The power of the heaters and their temperature supply depend on the heating element connection diagram
When choosing a heater, the buyer first of all pays attention to its power. Technical practice shows that with a constant connection to a certain network, when transformers are not used, power indicators depend only on the electrical resistance of the resistive element, which is located in the heating device itself. The dependence is defined by the formula:
P=U*I
where P is power,
U is the voltage between the ends of the heating element,
I is the current flowing through the resistive element.
Due to the fact that the current passing through the spiral depends only on the voltage applied to the ends and the intrinsic electrical resistance (R) of a particular section of the spiral, the formula can be simplified:
P=U2/R
From this we can conclude that under constant voltage conditions, power will increase only when the resistance drops.
The electrical resistance of most heating devices directly depends on the temperature supplied by the heaters themselves. But the resistance within a few hundred degrees will be slightly different. It should be understood that with silicon carbide heaters the situation will be completely different. Since they function as a heating element performed by a non-metallic rod, the resistance here will not change linearly. The resistance of such devices can be in the range of 0.5 ... 5 Ohms, which will not allow the heating device to be directly connected to a 220-volt network, much less 380-volt. According to technical standards, silicon carbide heaters can be connected to a standard network, provided that they are assembled in a series circuit. But. It is worth noting that this technique is ineffective if it is necessary to precisely regulate power and regulate a certain oven temperature. The best method is to network electric heaters using laboratory controlled autotransformers or standard statistical electromagnetic devices.

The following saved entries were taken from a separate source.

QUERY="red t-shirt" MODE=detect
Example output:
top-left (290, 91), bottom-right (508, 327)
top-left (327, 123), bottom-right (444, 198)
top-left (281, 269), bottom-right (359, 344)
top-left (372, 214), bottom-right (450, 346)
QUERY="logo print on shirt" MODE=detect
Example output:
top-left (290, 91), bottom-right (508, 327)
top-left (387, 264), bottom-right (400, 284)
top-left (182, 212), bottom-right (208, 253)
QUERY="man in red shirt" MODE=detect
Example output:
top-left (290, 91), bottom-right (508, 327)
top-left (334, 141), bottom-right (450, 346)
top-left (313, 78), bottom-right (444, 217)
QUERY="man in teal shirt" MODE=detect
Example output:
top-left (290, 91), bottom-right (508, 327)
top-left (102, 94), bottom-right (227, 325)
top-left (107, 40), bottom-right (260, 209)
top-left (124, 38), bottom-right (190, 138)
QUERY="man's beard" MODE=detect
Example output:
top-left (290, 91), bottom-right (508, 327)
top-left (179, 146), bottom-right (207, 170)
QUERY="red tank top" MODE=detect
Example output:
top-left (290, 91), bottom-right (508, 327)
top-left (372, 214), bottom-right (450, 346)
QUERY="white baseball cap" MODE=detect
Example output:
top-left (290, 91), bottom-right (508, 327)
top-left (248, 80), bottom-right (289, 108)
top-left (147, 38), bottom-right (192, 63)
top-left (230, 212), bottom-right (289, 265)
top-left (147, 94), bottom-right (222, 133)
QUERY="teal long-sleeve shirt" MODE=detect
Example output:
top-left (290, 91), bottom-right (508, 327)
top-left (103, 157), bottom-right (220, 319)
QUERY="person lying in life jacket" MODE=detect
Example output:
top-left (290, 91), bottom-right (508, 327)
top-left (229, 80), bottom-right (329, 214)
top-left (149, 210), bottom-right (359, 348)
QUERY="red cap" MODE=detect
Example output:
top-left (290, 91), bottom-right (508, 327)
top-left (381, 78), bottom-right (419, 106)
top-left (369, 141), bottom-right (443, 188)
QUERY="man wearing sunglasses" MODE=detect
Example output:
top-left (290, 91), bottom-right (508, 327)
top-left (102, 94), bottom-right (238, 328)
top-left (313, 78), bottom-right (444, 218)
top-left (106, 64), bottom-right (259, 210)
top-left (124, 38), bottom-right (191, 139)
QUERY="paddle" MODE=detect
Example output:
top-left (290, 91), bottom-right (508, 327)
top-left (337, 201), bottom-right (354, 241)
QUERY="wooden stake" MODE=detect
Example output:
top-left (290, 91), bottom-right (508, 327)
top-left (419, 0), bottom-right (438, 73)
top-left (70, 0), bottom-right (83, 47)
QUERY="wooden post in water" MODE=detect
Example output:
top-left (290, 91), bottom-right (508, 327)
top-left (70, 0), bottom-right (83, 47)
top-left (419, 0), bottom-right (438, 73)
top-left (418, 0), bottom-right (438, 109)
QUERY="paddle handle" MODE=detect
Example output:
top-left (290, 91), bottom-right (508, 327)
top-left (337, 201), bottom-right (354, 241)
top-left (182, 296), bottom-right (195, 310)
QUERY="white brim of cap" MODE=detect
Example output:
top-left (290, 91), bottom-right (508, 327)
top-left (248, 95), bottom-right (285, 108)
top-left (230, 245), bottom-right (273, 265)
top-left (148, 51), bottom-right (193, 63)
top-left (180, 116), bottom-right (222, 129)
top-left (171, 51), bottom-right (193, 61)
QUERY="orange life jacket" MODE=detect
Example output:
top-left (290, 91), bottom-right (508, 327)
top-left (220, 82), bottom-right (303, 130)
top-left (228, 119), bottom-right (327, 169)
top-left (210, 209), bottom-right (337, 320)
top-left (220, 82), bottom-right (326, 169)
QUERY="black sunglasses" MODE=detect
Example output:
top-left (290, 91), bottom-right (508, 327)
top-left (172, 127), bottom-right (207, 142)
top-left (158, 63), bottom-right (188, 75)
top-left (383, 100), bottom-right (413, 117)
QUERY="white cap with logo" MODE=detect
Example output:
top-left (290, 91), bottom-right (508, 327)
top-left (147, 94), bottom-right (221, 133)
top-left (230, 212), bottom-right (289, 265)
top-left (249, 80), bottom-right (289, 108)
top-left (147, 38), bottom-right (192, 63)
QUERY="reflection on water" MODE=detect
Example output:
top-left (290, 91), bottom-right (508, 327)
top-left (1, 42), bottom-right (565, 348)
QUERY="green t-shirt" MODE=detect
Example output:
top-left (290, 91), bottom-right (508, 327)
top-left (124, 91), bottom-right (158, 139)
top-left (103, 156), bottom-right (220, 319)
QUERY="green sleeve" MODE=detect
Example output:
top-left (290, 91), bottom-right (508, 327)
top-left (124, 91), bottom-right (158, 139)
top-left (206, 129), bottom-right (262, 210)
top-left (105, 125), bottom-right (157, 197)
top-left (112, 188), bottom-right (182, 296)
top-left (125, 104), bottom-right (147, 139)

Connecting the heating block according to the star-delta scheme
There are heaters that are manufactured directly for a three-phase network, for example, heating elements or silicon carbide heaters in the shape of the letter W. The method of connecting them depends on the design voltage in a star or delta connection. When connected in a delta connection, this means connecting three heating blocks in which the resistance is equal and each of them is supplied with a voltage of 380 volts. The “star” circuit with a neutral wire is described in detail above and is designed to supply 220 volts to each consumer. The neutral wire is necessary to connect consumers with different electrical resistance.
Connecting a heating element with a thermostat
Let's consider the principle of operation and the connection diagram.
They are used for boilers and heating boilers. We take a universal one for 220V and 2-4.5 kW, a regular one, with a sensitive element in the form of a tube, it is placed inside the heating element, in which there is a special hole.
Here we see 3 pairs of heating elements, six in total, you need to connect as follows: set zero to three and phase to the other 3. We insert our device into the open circuit. It has three contacts, in the photo below you can see one in the center at the top and two at the bottom. The upper one is used to switch to zero, and which of the lower ones to phase should be checked with a tester.
We set the regulator to minimum - we ring the lower left with the upper with the tester - there is a sound signal, but not on the second, now we increase the degree and the tester rings the lower right with zero. This means that the power comes to zero (upper) and goes from it to the heating elements, i.e. are powered up. And the lower left pin can be used for an indicator to indicate when the heating element is turned off.